Uniforms

These are the nine uniform polyhedra of the Klein quartic. They can be divided into the regulars (2), quasiregular (1), truncates (2), cantellate (1), omnitruncate (1) and the non-Wythoffians (2). All of these beside the non-Wythoffians have... say, Q₃ symmetry, of order 336. Sure, let's call it Q₃.

List

Regulars

• Quartic icositetrahedron (quart) — formally called the Klein map, has 24 heptagonal faces, with the Schläfli symbol {7,3}₈.
• Quartic pentecontahexahedron (klein) — formally called the dual Klein map, has 56 triangular faces, with the Schläfli symbol {3,7}₈. Has 19 diminishings, one of which is uniform.

Quasiregular

• Quartic pentecontahexicositetrahedron (kuq) — has 56 triangular and 24 heptagonal faces, being the rectification of either regular. Has three diminishings that behave like rotundae.

Truncates

These are the truncations of the regulars.

• Truncated quartic icositetrahedron (tiqua) — has 56 triangular and 24 heptagonal symmetry tetradecagonal faces.
• Truncated quartic pentecontahexahedron (tikle) — has 56 triangular symmetry hexagonal and 24 heptagonal faces.

Cantellate

• Small quartic rhombipentecontahexicositetrahedron (sirkuq) — has 56 triangular, 84 rectangular symmetry square and 24 heptagonal faces, being the cantellation of either regular. It is also the rectification of the quartic pentecontahexicositetrahedron, with it being made uniform. It has 158 diminishings and gyrations.

Omnitruncate

• Great quartic rhombipentecontahexicositetrahedron (girkuq) — has 56 triangular symmetry hexagonal, 84 rectangular symmetry square and 24 heptagonal symmetry tetradecagonal faces, being the omnitruncation of either regular. It is also the truncation of the quartic pentecontahexicositetrahedron, with it being made uniform..

Non-Wythoffian

These cannot be obtained by performing Wythoffian operations on the regulars. The first one is standard for any 3D symmetry, but the second is much more unique...

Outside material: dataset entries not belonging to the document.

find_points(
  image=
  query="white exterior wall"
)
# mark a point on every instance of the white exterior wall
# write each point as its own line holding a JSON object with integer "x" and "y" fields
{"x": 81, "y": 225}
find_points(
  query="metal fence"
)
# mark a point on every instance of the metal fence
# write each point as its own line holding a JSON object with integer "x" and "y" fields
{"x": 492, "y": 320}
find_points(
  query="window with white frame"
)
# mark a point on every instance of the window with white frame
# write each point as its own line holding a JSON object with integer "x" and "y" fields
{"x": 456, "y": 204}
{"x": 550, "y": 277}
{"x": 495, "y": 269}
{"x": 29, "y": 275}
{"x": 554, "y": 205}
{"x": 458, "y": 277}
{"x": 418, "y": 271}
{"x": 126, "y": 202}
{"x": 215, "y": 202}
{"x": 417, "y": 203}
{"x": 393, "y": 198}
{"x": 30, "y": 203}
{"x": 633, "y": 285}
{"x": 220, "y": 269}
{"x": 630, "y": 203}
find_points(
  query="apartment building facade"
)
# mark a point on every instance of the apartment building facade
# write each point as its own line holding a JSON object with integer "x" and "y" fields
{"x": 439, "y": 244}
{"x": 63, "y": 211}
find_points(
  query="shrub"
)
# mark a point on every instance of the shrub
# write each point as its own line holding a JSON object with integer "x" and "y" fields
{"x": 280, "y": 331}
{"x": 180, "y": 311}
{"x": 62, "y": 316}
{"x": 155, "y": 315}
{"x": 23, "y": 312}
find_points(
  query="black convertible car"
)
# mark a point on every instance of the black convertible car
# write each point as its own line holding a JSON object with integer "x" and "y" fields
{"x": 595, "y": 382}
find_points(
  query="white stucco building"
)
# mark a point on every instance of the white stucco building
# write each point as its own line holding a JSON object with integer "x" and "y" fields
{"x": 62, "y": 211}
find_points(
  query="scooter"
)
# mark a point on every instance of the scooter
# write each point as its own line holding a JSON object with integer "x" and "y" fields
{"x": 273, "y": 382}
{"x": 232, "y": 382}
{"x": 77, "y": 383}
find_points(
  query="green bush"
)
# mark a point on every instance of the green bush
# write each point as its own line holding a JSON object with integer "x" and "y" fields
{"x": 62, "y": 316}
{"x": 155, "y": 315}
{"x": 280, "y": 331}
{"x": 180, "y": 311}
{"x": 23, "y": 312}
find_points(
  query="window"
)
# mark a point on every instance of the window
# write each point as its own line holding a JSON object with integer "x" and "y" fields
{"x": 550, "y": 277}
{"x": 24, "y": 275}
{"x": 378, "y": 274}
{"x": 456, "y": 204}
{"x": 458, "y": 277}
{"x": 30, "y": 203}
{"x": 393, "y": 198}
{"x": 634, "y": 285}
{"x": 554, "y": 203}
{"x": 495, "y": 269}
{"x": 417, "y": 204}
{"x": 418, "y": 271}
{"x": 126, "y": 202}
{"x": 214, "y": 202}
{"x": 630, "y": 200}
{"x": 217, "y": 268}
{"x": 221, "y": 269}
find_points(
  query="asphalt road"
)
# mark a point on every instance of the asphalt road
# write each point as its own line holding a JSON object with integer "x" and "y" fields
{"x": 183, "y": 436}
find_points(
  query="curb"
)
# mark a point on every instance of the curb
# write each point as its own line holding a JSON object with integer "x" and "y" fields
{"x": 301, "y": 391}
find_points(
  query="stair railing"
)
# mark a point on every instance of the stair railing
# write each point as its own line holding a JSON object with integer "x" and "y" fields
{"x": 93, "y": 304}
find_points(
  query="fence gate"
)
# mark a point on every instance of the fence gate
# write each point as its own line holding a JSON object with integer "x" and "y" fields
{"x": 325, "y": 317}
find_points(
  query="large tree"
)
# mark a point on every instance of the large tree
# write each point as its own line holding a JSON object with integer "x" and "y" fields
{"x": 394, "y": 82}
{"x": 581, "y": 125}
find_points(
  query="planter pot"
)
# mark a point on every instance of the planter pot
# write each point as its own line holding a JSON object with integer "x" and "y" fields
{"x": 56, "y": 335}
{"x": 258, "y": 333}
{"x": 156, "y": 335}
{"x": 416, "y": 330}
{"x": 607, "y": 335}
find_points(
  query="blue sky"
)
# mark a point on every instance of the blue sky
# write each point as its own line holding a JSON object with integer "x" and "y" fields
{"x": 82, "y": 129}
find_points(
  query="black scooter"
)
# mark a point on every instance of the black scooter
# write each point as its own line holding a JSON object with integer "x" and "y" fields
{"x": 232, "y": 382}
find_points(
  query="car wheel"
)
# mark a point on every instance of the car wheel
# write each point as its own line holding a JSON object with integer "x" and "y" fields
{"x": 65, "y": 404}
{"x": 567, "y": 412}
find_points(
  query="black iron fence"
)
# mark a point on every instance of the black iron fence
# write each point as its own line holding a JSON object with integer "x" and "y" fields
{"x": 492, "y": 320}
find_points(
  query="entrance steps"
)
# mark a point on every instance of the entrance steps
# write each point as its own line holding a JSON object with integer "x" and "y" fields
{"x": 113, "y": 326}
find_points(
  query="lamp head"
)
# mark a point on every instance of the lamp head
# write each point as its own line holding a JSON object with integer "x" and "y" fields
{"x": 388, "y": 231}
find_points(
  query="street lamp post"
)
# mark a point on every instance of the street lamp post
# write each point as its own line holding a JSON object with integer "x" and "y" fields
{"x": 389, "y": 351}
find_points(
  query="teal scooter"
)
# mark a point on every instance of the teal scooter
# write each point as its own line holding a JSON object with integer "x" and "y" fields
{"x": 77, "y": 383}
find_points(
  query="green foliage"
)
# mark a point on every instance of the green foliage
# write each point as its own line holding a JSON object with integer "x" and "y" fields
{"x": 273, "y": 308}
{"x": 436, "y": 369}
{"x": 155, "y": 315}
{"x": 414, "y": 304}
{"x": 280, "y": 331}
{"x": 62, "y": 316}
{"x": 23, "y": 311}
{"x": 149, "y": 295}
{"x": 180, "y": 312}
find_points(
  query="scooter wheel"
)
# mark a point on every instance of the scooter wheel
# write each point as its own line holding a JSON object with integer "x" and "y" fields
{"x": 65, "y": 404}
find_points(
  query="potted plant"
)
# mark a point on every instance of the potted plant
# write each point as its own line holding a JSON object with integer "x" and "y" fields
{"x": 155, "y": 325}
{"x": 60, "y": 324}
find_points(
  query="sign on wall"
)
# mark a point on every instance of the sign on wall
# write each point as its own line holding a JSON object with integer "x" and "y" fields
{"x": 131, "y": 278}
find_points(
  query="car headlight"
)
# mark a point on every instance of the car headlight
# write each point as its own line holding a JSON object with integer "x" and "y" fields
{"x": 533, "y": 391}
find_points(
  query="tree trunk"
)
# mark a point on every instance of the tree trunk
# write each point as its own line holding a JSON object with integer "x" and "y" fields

• Snub quartic pentecontahexicositetrahedron (sniq) — has 84 asymmetrical triangular, 56 chiral triangular and 24 chiral heptagonal faces, being the alternation of the omnitruncation of either regular. Has Q₃+ symmetry.
• Disantitridiminished quartic pentecontahexahedron (datiduk) — often simply called the tridiminished quartic pentecontahexahedron (tiduk), has 14 chiral triangular, 21 bilateral symmetry triangular and 3 heptagonal faces. As the name implies, it can be made from diminishing three opposite sets of vertices from the quartic pentecontahexahedron. As a result, it is kind of an analog to the pentagonal antiprism with the icosahedron. Has thrice-heptagonal symmetry of order 42. In the image, the heptagons are represented as a red group of triangles.